We all remember our first time.

Mine came late on a chilly sun-drenched morning midway through a bouncy ride on a boat filled with tourists on the Last Hope Sound.

We were journeying through a picturesque setting that included cliffs of nesting condors and a massive rock that’s home to a cormorant breeding colony, framed all the while by dramatic peaks in the distance that grew taller the further on we traveled. We were moving at a decent clip, bouncing over the wind-swept waves when Balmaceda came into view, the mountain that’s home to its eponymous glacier.

Ice clung to the rock behind a curtain of fog that lingered over the higher portion of the mountain; just below, the bright whitish aqua of the glacier abruptly turned to a brown stone that cried into the sound.

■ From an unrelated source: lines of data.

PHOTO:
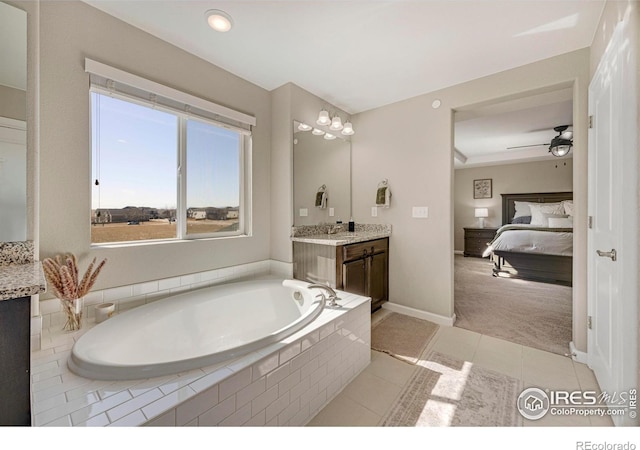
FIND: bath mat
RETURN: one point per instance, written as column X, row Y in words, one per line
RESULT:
column 445, row 391
column 403, row 337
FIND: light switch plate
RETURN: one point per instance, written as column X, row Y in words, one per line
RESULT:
column 420, row 212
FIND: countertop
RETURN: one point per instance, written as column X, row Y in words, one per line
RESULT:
column 342, row 238
column 20, row 275
column 21, row 280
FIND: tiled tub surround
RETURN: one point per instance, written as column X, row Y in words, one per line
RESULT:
column 319, row 234
column 286, row 383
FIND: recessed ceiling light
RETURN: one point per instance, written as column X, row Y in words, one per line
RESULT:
column 219, row 20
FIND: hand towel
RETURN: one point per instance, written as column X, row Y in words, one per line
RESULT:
column 321, row 199
column 383, row 195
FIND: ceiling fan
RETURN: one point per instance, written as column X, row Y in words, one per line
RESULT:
column 560, row 145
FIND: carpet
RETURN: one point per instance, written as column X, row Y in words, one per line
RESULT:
column 403, row 337
column 445, row 391
column 530, row 313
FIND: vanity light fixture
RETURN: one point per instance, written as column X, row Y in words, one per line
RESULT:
column 335, row 123
column 323, row 118
column 219, row 20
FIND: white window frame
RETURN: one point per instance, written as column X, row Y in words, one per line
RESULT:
column 171, row 96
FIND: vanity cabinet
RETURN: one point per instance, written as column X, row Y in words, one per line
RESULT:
column 364, row 270
column 15, row 403
column 360, row 268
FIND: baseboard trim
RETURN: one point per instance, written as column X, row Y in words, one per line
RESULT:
column 577, row 355
column 420, row 314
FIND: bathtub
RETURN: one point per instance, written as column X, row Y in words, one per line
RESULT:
column 194, row 329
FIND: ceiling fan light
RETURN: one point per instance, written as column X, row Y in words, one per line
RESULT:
column 336, row 123
column 323, row 118
column 560, row 147
column 219, row 20
column 347, row 130
column 568, row 135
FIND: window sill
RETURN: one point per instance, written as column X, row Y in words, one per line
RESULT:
column 164, row 241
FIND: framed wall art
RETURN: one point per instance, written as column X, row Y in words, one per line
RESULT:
column 482, row 188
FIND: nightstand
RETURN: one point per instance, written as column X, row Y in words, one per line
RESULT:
column 476, row 240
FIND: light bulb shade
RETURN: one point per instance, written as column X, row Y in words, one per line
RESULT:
column 336, row 123
column 560, row 146
column 219, row 20
column 323, row 118
column 482, row 212
column 347, row 129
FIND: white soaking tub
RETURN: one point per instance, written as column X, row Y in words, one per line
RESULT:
column 194, row 329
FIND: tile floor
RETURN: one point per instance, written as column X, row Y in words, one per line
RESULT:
column 365, row 401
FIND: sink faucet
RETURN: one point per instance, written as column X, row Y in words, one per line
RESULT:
column 333, row 296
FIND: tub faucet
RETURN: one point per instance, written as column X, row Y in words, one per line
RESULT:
column 332, row 294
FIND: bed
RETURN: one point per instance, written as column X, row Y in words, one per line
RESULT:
column 535, row 251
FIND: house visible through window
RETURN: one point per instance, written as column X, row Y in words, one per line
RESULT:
column 160, row 174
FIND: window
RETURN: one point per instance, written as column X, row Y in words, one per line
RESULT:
column 161, row 174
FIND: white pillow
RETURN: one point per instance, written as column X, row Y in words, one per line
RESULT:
column 568, row 207
column 538, row 211
column 522, row 209
column 561, row 222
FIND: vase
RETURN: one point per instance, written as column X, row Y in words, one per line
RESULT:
column 73, row 310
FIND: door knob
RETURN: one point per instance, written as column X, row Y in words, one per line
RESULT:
column 611, row 254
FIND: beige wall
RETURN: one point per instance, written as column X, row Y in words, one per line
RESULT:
column 410, row 143
column 289, row 103
column 538, row 176
column 13, row 103
column 71, row 31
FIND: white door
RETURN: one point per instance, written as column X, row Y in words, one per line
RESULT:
column 612, row 235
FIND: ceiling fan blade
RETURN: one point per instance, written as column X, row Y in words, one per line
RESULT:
column 525, row 146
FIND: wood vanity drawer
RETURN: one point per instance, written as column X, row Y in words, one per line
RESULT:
column 356, row 251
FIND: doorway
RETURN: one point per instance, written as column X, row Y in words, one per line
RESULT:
column 506, row 143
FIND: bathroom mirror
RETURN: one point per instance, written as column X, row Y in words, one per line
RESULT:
column 13, row 101
column 320, row 162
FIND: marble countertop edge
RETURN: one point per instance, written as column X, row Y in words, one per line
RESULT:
column 21, row 280
column 341, row 238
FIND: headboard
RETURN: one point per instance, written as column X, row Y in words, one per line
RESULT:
column 509, row 207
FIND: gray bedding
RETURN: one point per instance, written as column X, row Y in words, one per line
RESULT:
column 530, row 239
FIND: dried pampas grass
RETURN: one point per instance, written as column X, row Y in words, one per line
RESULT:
column 62, row 274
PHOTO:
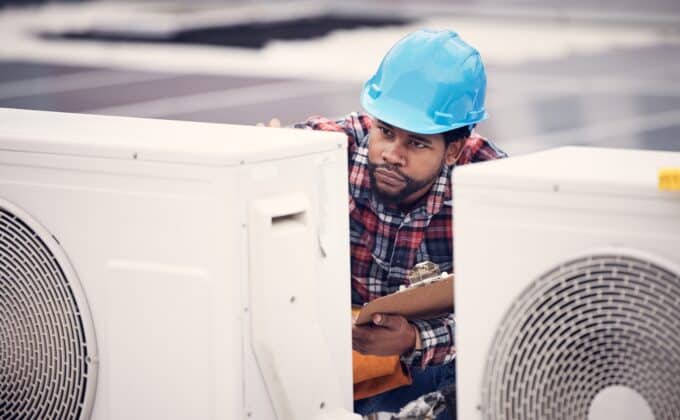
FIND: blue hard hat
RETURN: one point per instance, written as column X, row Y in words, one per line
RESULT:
column 429, row 82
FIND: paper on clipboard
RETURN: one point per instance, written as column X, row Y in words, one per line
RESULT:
column 419, row 302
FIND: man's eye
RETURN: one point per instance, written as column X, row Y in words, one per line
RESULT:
column 385, row 131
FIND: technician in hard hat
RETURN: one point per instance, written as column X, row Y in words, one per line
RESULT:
column 421, row 106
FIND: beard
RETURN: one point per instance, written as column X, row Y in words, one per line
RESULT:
column 411, row 185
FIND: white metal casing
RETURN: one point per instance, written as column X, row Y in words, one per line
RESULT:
column 517, row 218
column 188, row 294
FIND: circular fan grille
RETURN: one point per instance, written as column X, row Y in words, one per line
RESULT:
column 589, row 324
column 45, row 348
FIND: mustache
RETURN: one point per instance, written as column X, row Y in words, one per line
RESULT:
column 388, row 167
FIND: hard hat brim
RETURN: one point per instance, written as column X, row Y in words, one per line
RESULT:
column 406, row 117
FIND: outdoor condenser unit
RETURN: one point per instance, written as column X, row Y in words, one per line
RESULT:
column 157, row 269
column 568, row 287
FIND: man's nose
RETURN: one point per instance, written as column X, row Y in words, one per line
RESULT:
column 393, row 153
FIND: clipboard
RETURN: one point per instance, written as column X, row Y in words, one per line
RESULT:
column 424, row 300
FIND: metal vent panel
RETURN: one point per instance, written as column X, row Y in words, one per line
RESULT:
column 589, row 324
column 47, row 344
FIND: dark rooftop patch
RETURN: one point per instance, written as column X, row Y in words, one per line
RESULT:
column 246, row 35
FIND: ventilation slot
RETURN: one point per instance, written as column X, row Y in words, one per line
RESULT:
column 590, row 324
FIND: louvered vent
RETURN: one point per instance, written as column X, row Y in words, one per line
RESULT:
column 46, row 336
column 586, row 326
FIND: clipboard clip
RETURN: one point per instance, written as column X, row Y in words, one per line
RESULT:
column 423, row 273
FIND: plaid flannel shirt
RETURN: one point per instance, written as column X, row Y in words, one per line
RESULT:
column 385, row 243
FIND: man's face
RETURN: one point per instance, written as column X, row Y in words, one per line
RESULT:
column 403, row 165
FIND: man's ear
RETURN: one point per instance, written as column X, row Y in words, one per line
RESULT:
column 453, row 151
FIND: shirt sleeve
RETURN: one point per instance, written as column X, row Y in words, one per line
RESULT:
column 479, row 149
column 437, row 342
column 354, row 125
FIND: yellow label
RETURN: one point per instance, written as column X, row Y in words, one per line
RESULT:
column 669, row 179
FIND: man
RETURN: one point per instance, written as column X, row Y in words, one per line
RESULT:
column 423, row 104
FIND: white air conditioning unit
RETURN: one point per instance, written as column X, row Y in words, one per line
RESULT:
column 568, row 287
column 157, row 269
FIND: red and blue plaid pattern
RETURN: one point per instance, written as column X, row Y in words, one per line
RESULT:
column 385, row 243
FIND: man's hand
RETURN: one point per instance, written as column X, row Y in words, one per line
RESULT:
column 387, row 335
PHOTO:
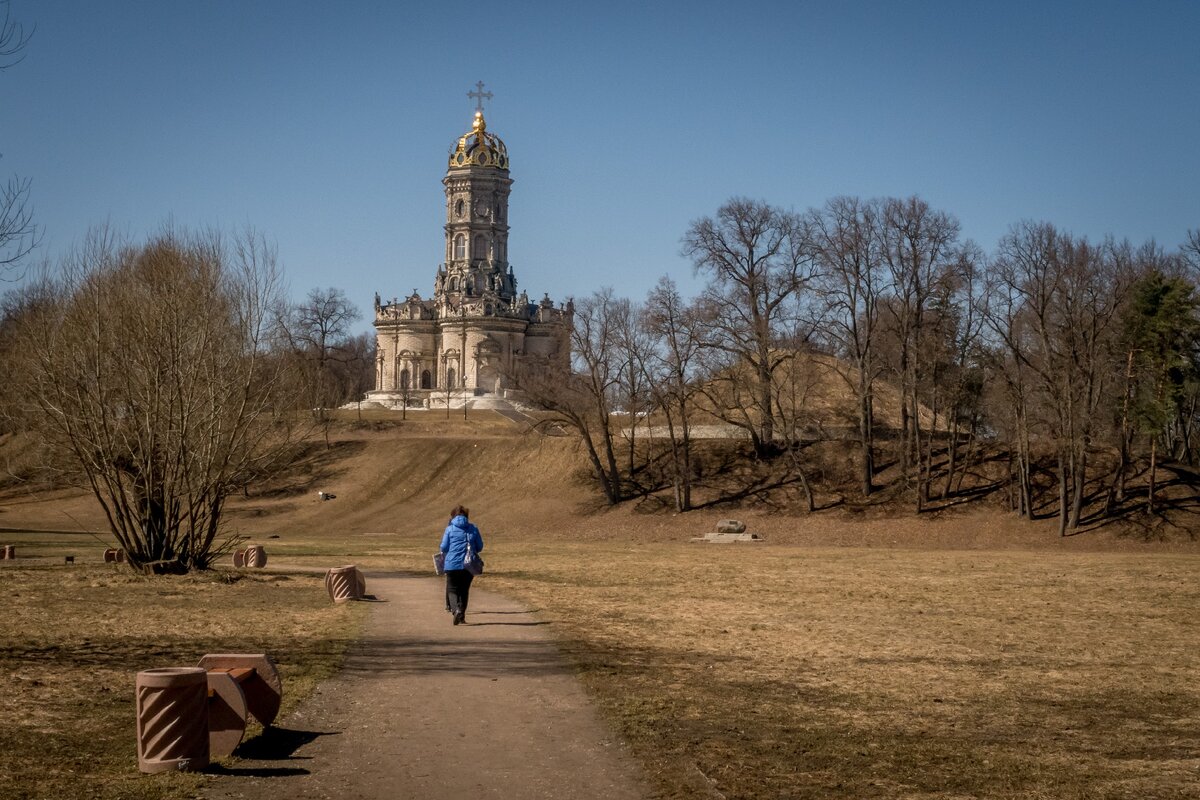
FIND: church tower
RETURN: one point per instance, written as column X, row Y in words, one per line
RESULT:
column 477, row 187
column 475, row 335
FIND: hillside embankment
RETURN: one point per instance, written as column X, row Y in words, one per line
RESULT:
column 402, row 476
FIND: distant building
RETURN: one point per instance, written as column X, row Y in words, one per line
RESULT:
column 477, row 330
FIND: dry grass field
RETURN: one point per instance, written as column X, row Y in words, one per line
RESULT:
column 72, row 639
column 947, row 656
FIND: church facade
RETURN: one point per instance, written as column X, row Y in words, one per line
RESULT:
column 474, row 335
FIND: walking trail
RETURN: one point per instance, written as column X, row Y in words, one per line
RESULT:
column 431, row 710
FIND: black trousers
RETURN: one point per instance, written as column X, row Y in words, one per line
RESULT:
column 457, row 590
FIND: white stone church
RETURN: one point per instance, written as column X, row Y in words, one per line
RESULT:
column 473, row 335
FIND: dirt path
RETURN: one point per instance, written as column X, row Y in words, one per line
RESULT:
column 426, row 709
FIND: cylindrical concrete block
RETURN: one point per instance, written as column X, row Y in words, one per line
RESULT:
column 342, row 583
column 173, row 719
column 256, row 557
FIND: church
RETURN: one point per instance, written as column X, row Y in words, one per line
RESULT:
column 474, row 335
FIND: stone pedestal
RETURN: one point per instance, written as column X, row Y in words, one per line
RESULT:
column 256, row 557
column 227, row 714
column 345, row 583
column 263, row 689
column 173, row 719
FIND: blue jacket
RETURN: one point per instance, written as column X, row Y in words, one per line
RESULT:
column 454, row 541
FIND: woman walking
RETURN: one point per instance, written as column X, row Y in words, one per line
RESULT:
column 459, row 534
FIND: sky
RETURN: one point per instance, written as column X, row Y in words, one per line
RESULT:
column 325, row 125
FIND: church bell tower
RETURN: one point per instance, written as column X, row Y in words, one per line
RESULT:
column 477, row 188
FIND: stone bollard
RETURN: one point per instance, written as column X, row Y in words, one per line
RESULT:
column 345, row 583
column 256, row 557
column 173, row 719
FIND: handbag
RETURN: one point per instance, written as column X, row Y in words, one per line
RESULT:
column 472, row 561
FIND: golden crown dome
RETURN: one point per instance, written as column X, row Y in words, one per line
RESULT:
column 479, row 148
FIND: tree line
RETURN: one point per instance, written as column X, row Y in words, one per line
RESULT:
column 167, row 376
column 1071, row 358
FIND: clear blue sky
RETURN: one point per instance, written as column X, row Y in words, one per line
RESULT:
column 325, row 125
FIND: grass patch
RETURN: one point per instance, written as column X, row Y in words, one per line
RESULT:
column 73, row 638
column 768, row 672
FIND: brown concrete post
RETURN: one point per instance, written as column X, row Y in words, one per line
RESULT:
column 343, row 583
column 263, row 690
column 173, row 719
column 256, row 557
column 227, row 714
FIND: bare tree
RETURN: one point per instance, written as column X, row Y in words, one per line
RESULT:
column 1057, row 300
column 671, row 372
column 756, row 259
column 151, row 368
column 581, row 395
column 845, row 241
column 918, row 247
column 18, row 234
column 318, row 331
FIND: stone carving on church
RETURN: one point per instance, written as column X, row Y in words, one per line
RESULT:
column 473, row 334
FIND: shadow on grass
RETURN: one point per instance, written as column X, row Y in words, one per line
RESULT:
column 277, row 744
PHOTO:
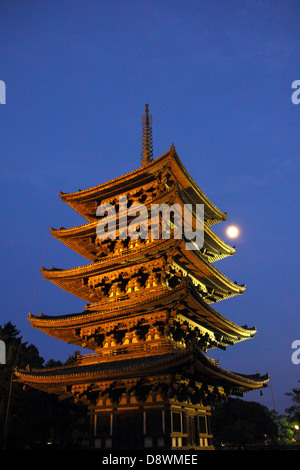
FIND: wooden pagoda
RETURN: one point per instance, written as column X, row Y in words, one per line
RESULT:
column 149, row 318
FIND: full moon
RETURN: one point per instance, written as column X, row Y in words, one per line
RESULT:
column 232, row 231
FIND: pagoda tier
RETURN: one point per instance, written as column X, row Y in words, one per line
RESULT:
column 161, row 401
column 83, row 239
column 87, row 376
column 166, row 168
column 174, row 318
column 168, row 260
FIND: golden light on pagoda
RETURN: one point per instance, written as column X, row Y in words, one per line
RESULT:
column 232, row 231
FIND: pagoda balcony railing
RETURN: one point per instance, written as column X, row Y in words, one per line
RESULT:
column 136, row 350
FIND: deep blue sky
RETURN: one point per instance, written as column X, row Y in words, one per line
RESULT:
column 217, row 76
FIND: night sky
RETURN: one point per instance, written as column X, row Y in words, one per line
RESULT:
column 217, row 76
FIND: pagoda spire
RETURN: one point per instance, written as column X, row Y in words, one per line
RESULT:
column 147, row 144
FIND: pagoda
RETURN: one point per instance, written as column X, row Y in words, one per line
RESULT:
column 149, row 317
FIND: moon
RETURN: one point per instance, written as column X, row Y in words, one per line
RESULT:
column 232, row 231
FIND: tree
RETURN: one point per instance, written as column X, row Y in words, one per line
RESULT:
column 239, row 423
column 29, row 417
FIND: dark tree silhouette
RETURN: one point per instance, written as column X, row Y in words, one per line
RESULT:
column 30, row 418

I was momentarily saddened that my first contact with a glacier saw cascading mountain runoff as a metaphor for tears.

Just fifteen years ago, our guide said, the base of the glacier was at sea level.

It’s said that the navigator Juan Ladrillero gave the sound its name back in 1557, thinking it was his last chance to reach the Strait of Magellan. Instead he reached a dead end at a glacier.

For the rapidly retreating Balmaceda, all hope is gone. I felt glad that I made the opportunity to add it to my ‘So Very Glad I Saw it Before it Disappears’ file.